Un recente difetto di sicurezza riscontrato in Google Chrome e altri browser basati su Chromium è stato sfruttato come zero-day da attori nordcoreani in una campagna volta a distribuire il rootkit FudModule. Questo sviluppo indica gli sforzi persistenti compiuti dagli avversari statali, che negli ultimi mesi hanno incorporato numerosi exploit zero-day di Windows nel loro arsenale.
Microsoft, che ha rilevato l'attività il 19 agosto 2024, l'ha attribuita a un attore di minacce noto come Citrine Sleet (precedentemente DEV-0139 e DEV-1222), noto anche come AppleJeus, Labyrinth Chollima, Nickel Academy e UNC4736. Questo attore è considerato un sottogruppo del Lazarus Group (anche noto come Diamond Sleet e Hidden Cobra). Vale la pena menzionare che l'uso del malware AppleJeus è stato precedentemente attribuito da Kaspersky a un altro sottogruppo di Lazarus chiamato BlueNoroff (anche noto come APT38, Nickel Gladstone e Stardust Chollima), a indicare la condivisione di infrastrutture e strumenti tra questi attori di minacce.
Citrine Sleet è basato in Corea del Nord e mira principalmente a istituzioni finanziarie, in particolare organizzazioni e individui che gestiscono criptovalute, per ottenere guadagni finanziari. Come parte delle sue tattiche di ingegneria sociale, Citrine Sleet ha condotto un'ampia ricognizione dell'industria delle criptovalute e degli individui ad essa associati. Le catene di attacco tipicamente coinvolgono la creazione di siti web falsi che si spacciano per piattaforme di trading di criptovalute legittime, con l'intento di ingannare gli utenti affinché installino portafogli di criptovalute o applicazioni di trading compromesse che facilitano il furto di risorse digitali.

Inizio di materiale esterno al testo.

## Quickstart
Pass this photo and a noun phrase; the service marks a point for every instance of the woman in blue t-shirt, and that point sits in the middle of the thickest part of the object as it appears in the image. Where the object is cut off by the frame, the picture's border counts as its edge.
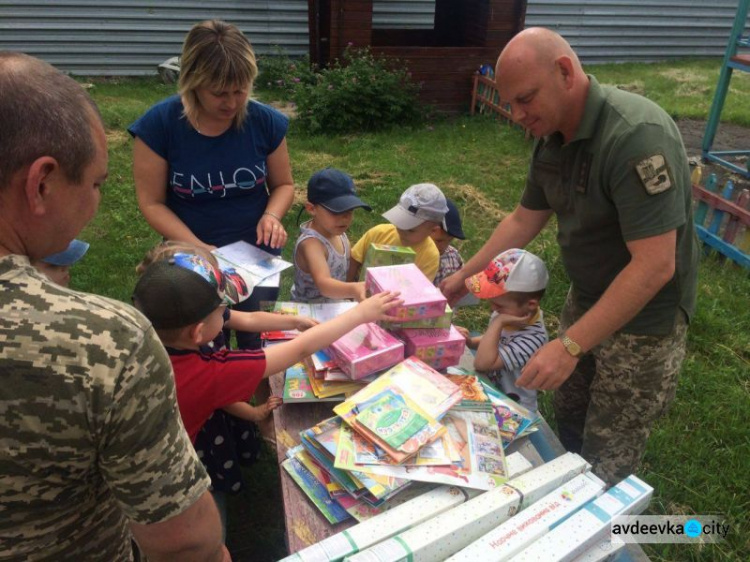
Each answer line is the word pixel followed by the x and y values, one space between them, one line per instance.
pixel 211 166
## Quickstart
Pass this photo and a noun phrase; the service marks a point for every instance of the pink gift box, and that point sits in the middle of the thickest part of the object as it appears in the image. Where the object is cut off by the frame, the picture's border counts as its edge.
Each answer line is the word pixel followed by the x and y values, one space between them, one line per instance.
pixel 367 349
pixel 421 298
pixel 438 348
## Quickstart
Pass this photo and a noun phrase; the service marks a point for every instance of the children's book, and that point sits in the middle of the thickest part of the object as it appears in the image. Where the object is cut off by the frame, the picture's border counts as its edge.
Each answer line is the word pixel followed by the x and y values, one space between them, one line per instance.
pixel 297 387
pixel 482 465
pixel 473 396
pixel 427 388
pixel 513 420
pixel 314 490
pixel 380 486
pixel 250 262
pixel 396 424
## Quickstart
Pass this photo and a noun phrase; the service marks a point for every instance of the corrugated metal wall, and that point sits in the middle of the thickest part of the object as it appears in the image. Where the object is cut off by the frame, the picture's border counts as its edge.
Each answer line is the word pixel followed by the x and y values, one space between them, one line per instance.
pixel 127 37
pixel 637 30
pixel 121 37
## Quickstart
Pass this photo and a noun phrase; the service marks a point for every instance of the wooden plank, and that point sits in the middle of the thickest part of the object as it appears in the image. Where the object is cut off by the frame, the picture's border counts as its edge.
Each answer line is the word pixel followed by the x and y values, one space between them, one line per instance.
pixel 716 201
pixel 305 525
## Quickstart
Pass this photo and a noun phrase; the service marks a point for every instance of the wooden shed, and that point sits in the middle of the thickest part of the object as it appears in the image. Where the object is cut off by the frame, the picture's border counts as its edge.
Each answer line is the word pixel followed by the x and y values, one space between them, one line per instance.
pixel 465 35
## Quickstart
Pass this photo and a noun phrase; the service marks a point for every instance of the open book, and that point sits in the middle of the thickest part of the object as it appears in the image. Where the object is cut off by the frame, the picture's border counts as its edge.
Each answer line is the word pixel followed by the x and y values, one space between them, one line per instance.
pixel 252 264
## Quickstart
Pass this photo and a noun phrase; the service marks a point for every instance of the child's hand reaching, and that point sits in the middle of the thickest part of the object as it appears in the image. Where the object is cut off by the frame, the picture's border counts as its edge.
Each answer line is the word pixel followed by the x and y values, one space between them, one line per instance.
pixel 270 405
pixel 376 307
pixel 305 322
pixel 360 292
pixel 245 411
pixel 471 341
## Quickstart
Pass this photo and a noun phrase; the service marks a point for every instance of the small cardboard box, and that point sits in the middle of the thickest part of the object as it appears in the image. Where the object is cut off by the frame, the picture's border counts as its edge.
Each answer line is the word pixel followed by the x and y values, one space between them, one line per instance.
pixel 592 523
pixel 367 349
pixel 439 537
pixel 438 348
pixel 439 322
pixel 525 527
pixel 421 298
pixel 379 255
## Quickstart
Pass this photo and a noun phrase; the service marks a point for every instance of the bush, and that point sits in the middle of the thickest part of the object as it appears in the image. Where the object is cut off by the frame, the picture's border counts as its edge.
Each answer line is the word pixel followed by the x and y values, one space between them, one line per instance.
pixel 280 74
pixel 360 93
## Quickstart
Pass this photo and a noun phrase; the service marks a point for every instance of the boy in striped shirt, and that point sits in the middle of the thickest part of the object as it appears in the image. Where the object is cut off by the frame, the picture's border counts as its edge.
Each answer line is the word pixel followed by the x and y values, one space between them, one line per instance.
pixel 514 282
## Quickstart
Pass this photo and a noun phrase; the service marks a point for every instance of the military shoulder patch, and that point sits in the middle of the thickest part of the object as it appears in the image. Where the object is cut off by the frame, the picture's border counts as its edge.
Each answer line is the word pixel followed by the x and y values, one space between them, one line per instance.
pixel 654 174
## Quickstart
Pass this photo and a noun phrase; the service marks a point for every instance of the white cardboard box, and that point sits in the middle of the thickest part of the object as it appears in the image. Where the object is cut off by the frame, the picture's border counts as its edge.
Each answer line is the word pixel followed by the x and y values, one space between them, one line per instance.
pixel 439 537
pixel 400 518
pixel 527 526
pixel 380 527
pixel 603 550
pixel 590 524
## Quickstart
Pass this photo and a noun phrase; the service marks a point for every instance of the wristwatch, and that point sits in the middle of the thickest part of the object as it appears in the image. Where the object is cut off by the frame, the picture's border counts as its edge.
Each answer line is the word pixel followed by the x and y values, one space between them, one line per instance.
pixel 572 347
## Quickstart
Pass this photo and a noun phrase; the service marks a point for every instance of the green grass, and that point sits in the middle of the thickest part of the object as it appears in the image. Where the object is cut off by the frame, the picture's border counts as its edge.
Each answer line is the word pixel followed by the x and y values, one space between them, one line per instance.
pixel 698 458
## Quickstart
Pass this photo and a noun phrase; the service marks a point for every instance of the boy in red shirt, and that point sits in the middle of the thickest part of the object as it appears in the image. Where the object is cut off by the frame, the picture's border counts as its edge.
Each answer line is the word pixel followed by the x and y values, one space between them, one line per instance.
pixel 183 297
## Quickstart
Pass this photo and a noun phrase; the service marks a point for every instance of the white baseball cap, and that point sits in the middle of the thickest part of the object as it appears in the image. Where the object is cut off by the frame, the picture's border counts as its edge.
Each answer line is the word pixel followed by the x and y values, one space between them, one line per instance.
pixel 513 270
pixel 421 202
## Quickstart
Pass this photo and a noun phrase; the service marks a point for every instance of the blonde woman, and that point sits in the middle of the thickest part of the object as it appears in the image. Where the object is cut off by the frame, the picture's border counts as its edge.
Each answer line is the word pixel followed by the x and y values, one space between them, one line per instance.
pixel 211 165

L'attacco zero-day osservato da Citrine Sleet ha coinvolto lo sfruttamento della vulnerabilità CVE-2024-7971, un difetto di tipo confusion ad alta gravità nel motore JavaScript e WebAssembly V8 che potrebbe permettere agli attori della minaccia di ottenere l'esecuzione di codice remoto (RCE) nel processo del renderer sandboxed di Chromium. Google ha corretto questo difetto nell'ambito degli aggiornamenti rilasciati la scorsa settimana. CVE-2024-7971 è il terzo bug di tipo confusion attivamente sfruttato in V8 che Google ha risolto quest'anno dopo CVE-2024-4947 e CVE-2024-5274.
Non è ancora chiaro quanto fossero diffusi questi attacchi o chi fosse stato preso di mira, ma si dice che le vittime siano state indirizzate a un sito web dannoso chiamato voyagorclub[.]space, probabilmente attraverso tecniche di ingegneria sociale, innescando così un exploit per CVE-2024-7971. L'exploit RCE apre la strada al recupero di shellcode contenente un exploit di fuga dal sandbox di Windows (CVE-2024-38106) e il rootkit FudModule, che viene utilizzato per "stabilire l'accesso admin-to-kernel ai sistemi basati su Windows per consentire funzioni primitive di lettura/scrittura e eseguire [manipolazione diretta degli oggetti del kernel]."
CVE-2024-38106, un bug di escalation dei privilegi del kernel di Windows, è una delle sei vulnerabilità di sicurezza attivamente sfruttate che Microsoft ha risolto come parte del suo aggiornamento Patch Tuesday di agosto 2024. Tuttavia, è stato riscontrato che lo sfruttamento della vulnerabilità legata a Citrine Sleet è avvenuto dopo che la correzione era stata rilasciata. Questo potrebbe suggerire una "collisione di bug", dove la stessa vulnerabilità viene scoperta indipendentemente da attori di minacce separati, o la conoscenza della vulnerabilità è stata condivisa da un ricercatore a più attori.
CVE-2024-7971 è anche la terza vulnerabilità che gli attori di minacce nordcoreani hanno sfruttato quest'anno per distribuire il rootkit FudModule, dopo CVE-2024-21338 e CVE-2024-38193, entrambi difetti di escalation dei privilegi in due driver integrati di Windows (appid.sys e AFD.sys) corretti da Microsoft a febbraio e agosto.